I have had to look long and hard at the reason that homeschooling is not the “norm” in this decision-making quest.
The only reason, I feel, that it’s not the norm is because the majority of people are doing something else. And this is perfectly fine. We all have different circumstances, goals, expectations, aspirations, etc.
But the act of a parent teaching their child is absolutely normal. This happens from the moment they are born and continues until the parent chooses to stop.
I have been forced to ask myself this question: In what kind of a society are we living that we are convinced that we, parents, nourishing our children and filling them with the information and tools to not only survive, but thrive, is so foreign, weird?
Just something to think about.
I have had teachers tell me that they were not capable of teaching their children at home. Let me write that again. I will use quotes this time for more clarity.
I have had personal conversations with teachers (with an s, as in more than one) where they have said they were, “not capable of teaching their own children at home.”

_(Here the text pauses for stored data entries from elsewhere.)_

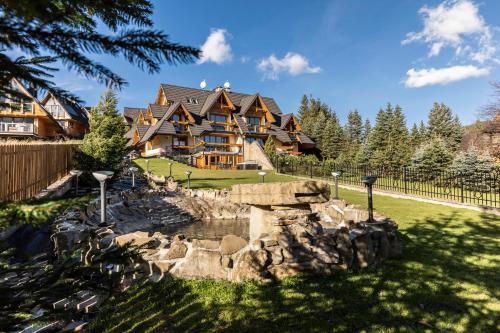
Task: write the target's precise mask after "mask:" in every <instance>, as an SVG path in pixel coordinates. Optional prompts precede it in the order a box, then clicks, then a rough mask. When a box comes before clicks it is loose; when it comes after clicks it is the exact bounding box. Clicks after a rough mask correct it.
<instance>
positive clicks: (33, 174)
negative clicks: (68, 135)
mask: <svg viewBox="0 0 500 333" xmlns="http://www.w3.org/2000/svg"><path fill="white" fill-rule="evenodd" d="M77 147H78V145H77V144H65V143H49V142H47V143H45V142H44V143H38V142H6V143H0V201H11V200H23V199H29V198H32V197H34V196H35V195H37V194H38V193H40V192H41V191H42V190H43V189H45V188H47V187H48V186H49V185H50V184H52V183H53V182H55V181H57V180H59V179H61V178H62V177H64V176H66V175H67V174H68V173H69V170H70V169H71V166H72V158H73V153H74V151H75V149H77Z"/></svg>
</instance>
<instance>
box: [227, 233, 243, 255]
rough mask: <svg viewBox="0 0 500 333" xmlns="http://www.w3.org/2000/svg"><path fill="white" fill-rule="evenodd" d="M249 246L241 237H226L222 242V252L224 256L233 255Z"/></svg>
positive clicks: (233, 235)
mask: <svg viewBox="0 0 500 333" xmlns="http://www.w3.org/2000/svg"><path fill="white" fill-rule="evenodd" d="M247 244H248V242H247V241H246V240H245V239H243V238H241V237H238V236H235V235H226V236H224V237H223V238H222V241H221V242H220V251H221V253H222V254H223V255H231V254H233V253H236V252H238V251H239V250H241V249H242V248H244V247H245V246H247Z"/></svg>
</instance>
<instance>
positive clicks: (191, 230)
mask: <svg viewBox="0 0 500 333" xmlns="http://www.w3.org/2000/svg"><path fill="white" fill-rule="evenodd" d="M158 231H160V232H161V233H163V234H165V235H175V234H184V235H186V237H188V238H196V239H210V240H221V239H222V237H224V236H225V235H229V234H233V235H237V236H240V237H242V238H245V239H247V240H248V239H249V220H248V219H244V220H200V221H197V222H194V223H189V224H173V225H168V226H163V227H161V228H160V229H158Z"/></svg>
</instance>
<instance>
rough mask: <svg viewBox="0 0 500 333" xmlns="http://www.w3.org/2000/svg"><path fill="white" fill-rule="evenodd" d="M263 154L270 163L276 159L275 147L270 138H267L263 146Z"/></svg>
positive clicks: (272, 138)
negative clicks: (263, 150) (267, 159)
mask: <svg viewBox="0 0 500 333" xmlns="http://www.w3.org/2000/svg"><path fill="white" fill-rule="evenodd" d="M264 152H265V153H266V155H267V156H268V157H269V159H270V160H271V161H274V160H275V158H276V145H275V143H274V139H273V138H272V136H268V138H267V140H266V143H265V144H264Z"/></svg>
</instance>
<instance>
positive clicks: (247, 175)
mask: <svg viewBox="0 0 500 333" xmlns="http://www.w3.org/2000/svg"><path fill="white" fill-rule="evenodd" d="M148 160H149V171H151V172H152V173H154V174H156V175H160V176H168V175H169V166H168V163H169V162H171V163H173V165H172V176H173V177H174V178H175V179H176V180H177V181H178V182H179V183H180V184H182V185H184V186H186V184H187V176H186V174H185V172H186V171H188V170H189V171H191V172H192V174H191V188H231V186H232V185H234V184H252V183H260V182H261V177H260V176H259V175H258V174H257V173H258V172H259V171H258V170H208V169H197V168H193V167H190V166H187V165H185V164H182V163H177V162H175V161H171V160H167V159H159V158H151V159H148ZM134 162H135V163H136V164H137V165H138V166H139V167H140V168H141V169H142V170H143V171H145V170H146V159H143V158H140V159H136V160H134ZM266 172H267V173H268V174H267V175H266V177H265V181H266V182H285V181H296V180H297V179H296V178H294V177H290V176H283V175H277V174H276V173H275V172H274V171H266Z"/></svg>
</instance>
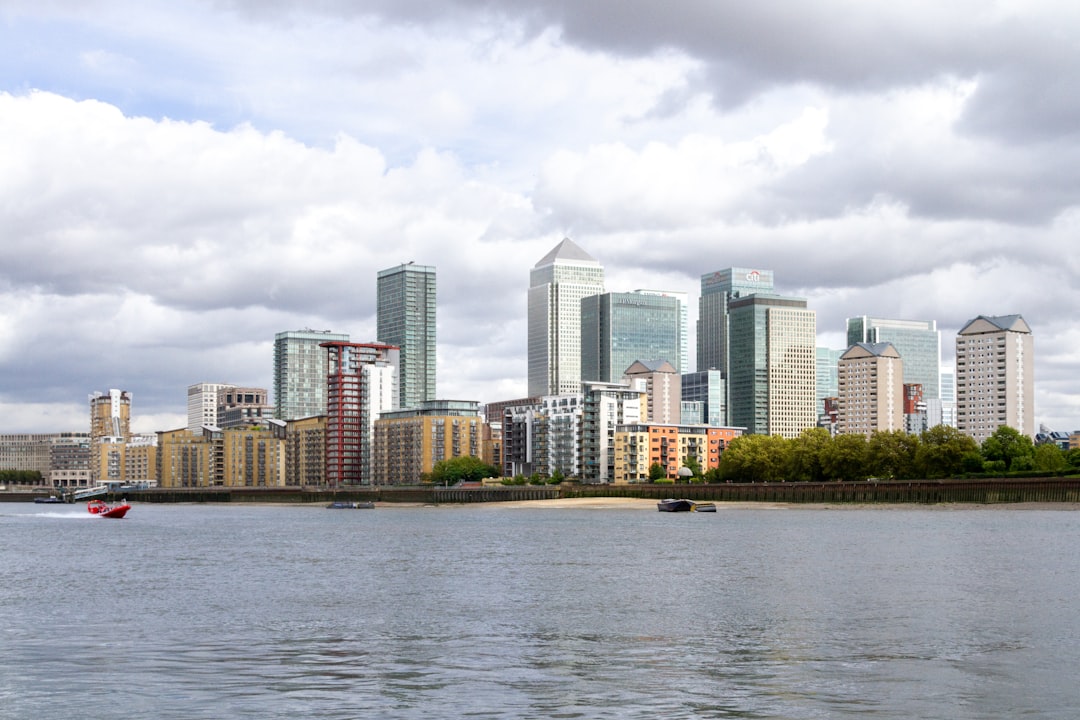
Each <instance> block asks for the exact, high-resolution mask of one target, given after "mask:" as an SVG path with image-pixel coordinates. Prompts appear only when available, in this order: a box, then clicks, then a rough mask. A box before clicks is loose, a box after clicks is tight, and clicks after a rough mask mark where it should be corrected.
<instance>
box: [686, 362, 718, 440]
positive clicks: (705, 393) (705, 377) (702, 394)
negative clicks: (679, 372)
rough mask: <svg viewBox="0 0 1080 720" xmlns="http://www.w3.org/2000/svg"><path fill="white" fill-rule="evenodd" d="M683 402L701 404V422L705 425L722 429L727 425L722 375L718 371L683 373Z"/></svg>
mask: <svg viewBox="0 0 1080 720" xmlns="http://www.w3.org/2000/svg"><path fill="white" fill-rule="evenodd" d="M683 400H684V402H689V403H701V404H702V406H703V412H702V418H701V421H702V422H703V423H705V424H706V425H712V426H714V427H723V426H725V425H727V424H728V419H727V418H728V410H727V407H726V406H725V392H724V373H723V372H720V371H719V370H698V371H697V372H684V373H683ZM684 422H685V421H684Z"/></svg>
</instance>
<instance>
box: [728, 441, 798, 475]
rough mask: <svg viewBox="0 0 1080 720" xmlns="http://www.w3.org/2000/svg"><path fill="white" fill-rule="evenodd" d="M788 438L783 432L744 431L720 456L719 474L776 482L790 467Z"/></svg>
mask: <svg viewBox="0 0 1080 720" xmlns="http://www.w3.org/2000/svg"><path fill="white" fill-rule="evenodd" d="M788 443H789V440H787V439H785V438H783V437H781V436H780V435H742V436H740V437H737V438H734V439H733V440H731V443H729V444H728V447H727V449H725V450H724V454H721V456H720V475H721V476H723V477H724V479H725V480H729V481H732V483H777V481H780V480H783V479H784V477H785V472H786V470H787V465H788V461H787V453H788Z"/></svg>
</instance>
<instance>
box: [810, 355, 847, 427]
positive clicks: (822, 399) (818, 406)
mask: <svg viewBox="0 0 1080 720" xmlns="http://www.w3.org/2000/svg"><path fill="white" fill-rule="evenodd" d="M816 353H818V390H816V395H818V404H816V405H815V406H814V412H818V413H819V415H822V413H824V412H825V398H826V397H836V394H837V383H838V382H839V376H838V375H837V364H838V363H839V362H840V355H842V354H843V351H842V350H832V349H831V348H818V350H816Z"/></svg>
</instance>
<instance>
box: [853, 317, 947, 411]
mask: <svg viewBox="0 0 1080 720" xmlns="http://www.w3.org/2000/svg"><path fill="white" fill-rule="evenodd" d="M856 342H891V343H892V345H893V348H895V349H896V352H899V353H900V357H901V359H902V361H904V382H906V383H908V384H912V383H918V384H920V385H922V396H923V398H924V399H937V398H940V397H941V390H940V389H939V376H940V375H941V355H942V335H941V332H940V331H939V330H937V323H936V321H932V320H929V321H922V320H885V318H882V317H867V316H866V315H861V316H859V317H849V318H848V345H849V347H850V345H853V344H855V343H856Z"/></svg>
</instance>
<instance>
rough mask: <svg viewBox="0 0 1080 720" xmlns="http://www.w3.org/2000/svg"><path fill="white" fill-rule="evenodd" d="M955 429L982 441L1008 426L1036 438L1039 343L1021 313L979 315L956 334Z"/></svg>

If they aren’t confident that they’re capable of teaching their own children, why would I place my most valuable assets; my sparkling, beautiful living –sometimes tantrum-throwing — diamonds, in their care five days a week ???
And, again, those are just some of the reasons that we are choosing to homeschool our children.
I think, from now on, when people get that glossy look and ask me why I have chosen to homeschool, instead of getting defensive, I’ll just give them the link to this post and call it another blessed, informational, beautiful, (hopefully) sunshine-y day!
(And, yes, my nickname in college was The Comma Queen!)
P.S. Someday, sooner than later, I aim to write a specific post on socialization, which seems to be one of, if not the most, talked about issue regarding homeschooling families.